3. Reverse rotation (i.e. clockwise) results in duodenum lying anterior to the transverse colon. Also
causes duodenal obstruction, leading to vomiting.
4. Inadequate fixation gives abnormal motility to the gut which could predispose to complications
like volvulus (a loop getting twisted around itself and getting strangulated)

Meckel’s Diverticulum
This represents a persistent portion of the vitellointestinal duct. It may possess a small area of
gastric mucosa, and bleeding may occur from a “gastric” ulcer in its mucous membrane.

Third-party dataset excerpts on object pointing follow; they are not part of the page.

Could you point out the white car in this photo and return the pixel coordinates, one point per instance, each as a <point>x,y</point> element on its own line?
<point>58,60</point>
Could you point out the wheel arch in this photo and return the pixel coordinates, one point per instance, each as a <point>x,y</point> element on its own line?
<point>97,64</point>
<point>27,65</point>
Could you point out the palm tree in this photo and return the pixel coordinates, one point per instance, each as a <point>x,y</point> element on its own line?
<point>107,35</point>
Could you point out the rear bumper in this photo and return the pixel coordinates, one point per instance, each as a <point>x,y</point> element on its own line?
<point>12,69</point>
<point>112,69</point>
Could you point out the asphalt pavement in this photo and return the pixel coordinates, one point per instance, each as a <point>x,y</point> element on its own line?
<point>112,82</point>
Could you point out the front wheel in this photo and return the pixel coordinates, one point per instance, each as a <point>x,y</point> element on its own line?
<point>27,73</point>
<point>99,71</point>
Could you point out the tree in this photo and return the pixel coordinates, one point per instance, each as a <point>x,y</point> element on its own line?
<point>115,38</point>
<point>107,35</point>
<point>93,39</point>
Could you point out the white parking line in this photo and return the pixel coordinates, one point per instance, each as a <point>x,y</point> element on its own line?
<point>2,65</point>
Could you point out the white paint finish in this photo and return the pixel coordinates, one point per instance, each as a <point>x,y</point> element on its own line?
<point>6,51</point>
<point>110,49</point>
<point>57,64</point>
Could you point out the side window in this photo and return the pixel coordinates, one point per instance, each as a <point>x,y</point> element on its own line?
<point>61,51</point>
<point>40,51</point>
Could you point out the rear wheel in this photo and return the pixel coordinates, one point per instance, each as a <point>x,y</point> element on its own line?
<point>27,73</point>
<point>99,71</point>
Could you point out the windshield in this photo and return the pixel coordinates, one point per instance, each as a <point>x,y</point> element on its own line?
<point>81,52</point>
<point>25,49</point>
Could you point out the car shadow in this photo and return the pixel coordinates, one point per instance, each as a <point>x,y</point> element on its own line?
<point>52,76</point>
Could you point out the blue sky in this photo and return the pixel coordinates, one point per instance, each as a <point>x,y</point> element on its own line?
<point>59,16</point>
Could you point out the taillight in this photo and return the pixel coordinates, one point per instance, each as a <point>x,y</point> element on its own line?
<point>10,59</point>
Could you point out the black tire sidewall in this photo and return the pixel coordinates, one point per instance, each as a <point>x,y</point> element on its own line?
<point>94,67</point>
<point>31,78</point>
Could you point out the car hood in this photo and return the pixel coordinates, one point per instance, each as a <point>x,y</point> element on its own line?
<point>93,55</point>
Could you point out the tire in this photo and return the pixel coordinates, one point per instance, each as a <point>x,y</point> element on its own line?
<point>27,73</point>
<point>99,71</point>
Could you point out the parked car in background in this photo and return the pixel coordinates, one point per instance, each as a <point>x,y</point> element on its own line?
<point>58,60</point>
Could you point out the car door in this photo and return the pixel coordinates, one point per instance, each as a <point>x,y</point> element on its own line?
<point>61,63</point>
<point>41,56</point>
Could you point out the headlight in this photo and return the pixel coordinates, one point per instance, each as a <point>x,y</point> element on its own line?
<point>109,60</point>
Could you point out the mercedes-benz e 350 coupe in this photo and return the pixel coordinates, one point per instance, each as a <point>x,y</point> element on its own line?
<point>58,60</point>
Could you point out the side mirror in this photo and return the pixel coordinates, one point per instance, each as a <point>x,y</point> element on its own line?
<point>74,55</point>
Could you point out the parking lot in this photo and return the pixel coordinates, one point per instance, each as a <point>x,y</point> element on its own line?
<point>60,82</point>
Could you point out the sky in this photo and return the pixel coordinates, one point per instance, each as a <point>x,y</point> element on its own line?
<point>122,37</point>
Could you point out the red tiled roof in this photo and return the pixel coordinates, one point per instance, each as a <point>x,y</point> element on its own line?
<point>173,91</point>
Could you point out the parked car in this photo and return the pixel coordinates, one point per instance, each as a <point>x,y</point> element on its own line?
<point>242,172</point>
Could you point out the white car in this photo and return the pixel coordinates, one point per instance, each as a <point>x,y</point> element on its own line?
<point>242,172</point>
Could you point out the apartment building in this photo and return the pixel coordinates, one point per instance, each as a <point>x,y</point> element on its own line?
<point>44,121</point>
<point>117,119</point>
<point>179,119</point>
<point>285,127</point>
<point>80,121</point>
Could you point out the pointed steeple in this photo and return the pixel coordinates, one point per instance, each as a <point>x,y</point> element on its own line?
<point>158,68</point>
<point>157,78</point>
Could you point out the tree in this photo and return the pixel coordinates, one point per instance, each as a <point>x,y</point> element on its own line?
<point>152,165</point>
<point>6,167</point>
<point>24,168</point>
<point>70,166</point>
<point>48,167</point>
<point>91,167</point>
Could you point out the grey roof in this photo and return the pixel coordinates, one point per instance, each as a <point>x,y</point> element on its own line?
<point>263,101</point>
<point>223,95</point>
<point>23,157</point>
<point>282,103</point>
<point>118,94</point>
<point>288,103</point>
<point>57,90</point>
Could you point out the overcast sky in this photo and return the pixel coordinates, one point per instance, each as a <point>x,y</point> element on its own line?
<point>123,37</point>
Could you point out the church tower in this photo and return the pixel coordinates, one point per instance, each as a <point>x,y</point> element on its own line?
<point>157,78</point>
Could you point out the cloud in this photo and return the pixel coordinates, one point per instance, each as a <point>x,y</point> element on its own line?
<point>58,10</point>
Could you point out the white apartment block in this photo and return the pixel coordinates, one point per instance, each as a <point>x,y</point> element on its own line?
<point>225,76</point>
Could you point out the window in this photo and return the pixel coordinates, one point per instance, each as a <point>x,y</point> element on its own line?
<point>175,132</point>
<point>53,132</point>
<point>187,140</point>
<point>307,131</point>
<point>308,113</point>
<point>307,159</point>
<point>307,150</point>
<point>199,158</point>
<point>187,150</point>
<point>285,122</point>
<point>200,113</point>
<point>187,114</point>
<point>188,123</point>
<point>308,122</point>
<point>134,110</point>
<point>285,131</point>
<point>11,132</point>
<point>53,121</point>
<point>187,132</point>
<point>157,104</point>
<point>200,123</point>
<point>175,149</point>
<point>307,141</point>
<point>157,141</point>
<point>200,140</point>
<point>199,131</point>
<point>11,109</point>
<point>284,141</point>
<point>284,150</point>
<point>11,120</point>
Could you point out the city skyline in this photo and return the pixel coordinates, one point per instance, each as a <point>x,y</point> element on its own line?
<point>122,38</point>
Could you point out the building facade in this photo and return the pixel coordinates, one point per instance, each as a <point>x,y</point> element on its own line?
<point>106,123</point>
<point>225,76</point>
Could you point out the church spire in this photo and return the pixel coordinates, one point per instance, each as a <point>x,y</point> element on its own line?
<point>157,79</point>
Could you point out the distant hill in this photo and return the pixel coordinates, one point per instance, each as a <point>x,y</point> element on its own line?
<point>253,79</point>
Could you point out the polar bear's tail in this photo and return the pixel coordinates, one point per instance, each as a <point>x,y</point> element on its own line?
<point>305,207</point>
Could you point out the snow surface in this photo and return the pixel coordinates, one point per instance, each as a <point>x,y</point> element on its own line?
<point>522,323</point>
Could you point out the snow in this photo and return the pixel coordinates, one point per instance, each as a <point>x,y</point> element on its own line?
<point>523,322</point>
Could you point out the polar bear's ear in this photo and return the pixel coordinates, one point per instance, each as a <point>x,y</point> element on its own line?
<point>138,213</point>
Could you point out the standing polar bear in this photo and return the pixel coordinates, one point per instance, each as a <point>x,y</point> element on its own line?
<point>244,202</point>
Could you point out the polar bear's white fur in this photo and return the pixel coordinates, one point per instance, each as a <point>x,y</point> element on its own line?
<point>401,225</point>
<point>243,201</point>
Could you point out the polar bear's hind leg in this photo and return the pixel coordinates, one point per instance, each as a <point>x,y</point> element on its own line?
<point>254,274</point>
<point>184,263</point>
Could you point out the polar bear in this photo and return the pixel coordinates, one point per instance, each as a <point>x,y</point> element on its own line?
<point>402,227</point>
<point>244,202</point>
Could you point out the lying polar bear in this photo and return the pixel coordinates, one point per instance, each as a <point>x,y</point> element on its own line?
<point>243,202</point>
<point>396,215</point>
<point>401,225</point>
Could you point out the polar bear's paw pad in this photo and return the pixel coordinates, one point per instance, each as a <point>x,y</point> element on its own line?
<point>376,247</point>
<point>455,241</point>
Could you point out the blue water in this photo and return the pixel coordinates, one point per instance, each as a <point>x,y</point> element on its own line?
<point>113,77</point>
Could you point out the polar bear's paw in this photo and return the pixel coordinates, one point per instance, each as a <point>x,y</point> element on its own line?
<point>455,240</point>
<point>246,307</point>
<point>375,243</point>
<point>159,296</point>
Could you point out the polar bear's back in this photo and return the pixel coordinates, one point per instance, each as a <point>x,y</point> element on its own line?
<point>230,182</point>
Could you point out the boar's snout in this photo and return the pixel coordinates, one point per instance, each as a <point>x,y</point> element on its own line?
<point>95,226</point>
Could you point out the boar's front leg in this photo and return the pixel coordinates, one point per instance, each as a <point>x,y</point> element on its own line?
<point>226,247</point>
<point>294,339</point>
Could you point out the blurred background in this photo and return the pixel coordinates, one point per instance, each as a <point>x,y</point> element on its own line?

Moreover,
the pain from this ulcer may be confused with pain from appendicitis. Should a fibrous band connect
the diverticulum to the umbilicus, a loop of small bowel may become wrapped around it, causing
intestinal obstruction.

Development of the Pancreas

Germ layer: Endoderm of the caudal end of the dorsal and ventral foregut
Primordia: Dorsal and Ventral Diverticula
- The ventral diverticulum which appears immediately caudal to the liver diverticulum.
- The dorsal diverticulum is located slightly cranial to the ventral diverticulum.

1. Both diverticula grow and branch repeatedly to give rise to


glandular portions more distally and ducts more proximally to
the gut. The endocrine portions arise from the most peripheral
branches by budding off.
2. The ventral pancreas, with its duct and the common bile duct
associated with it, migrates around the right side of the
duodenal loop to a position on the concave aspect of the
duodenum just caudal to the dorsal pancreas. Hence, the duct
of the ventral pancreas opens into the duodenum just below
that of the dorsal pancreas.
3. The common bile duct is brought to the R. side of the duodenum by this migration. When the
duodenum turns to the right to become retroperitoneal, the common bile duct lies posterior to
the proximal part of the duodenum. This also explains why the ventral pancreas lies posterior
to the sup. mesenteric artery.
4. The ducts of the 2 glands become connected and the final main
pancreatic duct is derived from the proximal ventral and distal
dorsal pancreatic ducts and the connecting portion. The
proximal dorsal pancreatic duct remains as the accessory
pancreatic duct.

The duodenum develops from the caudal end of the foregut as well
as the cranial-most part of the midgut; hence its blood supply is from
both the celiac trunk (splenic artery and hepatic artery --- sup.
pancreaticoduodenal branch) and the sup. mesenteric artery (inf.
pancreaticoduodenal branch)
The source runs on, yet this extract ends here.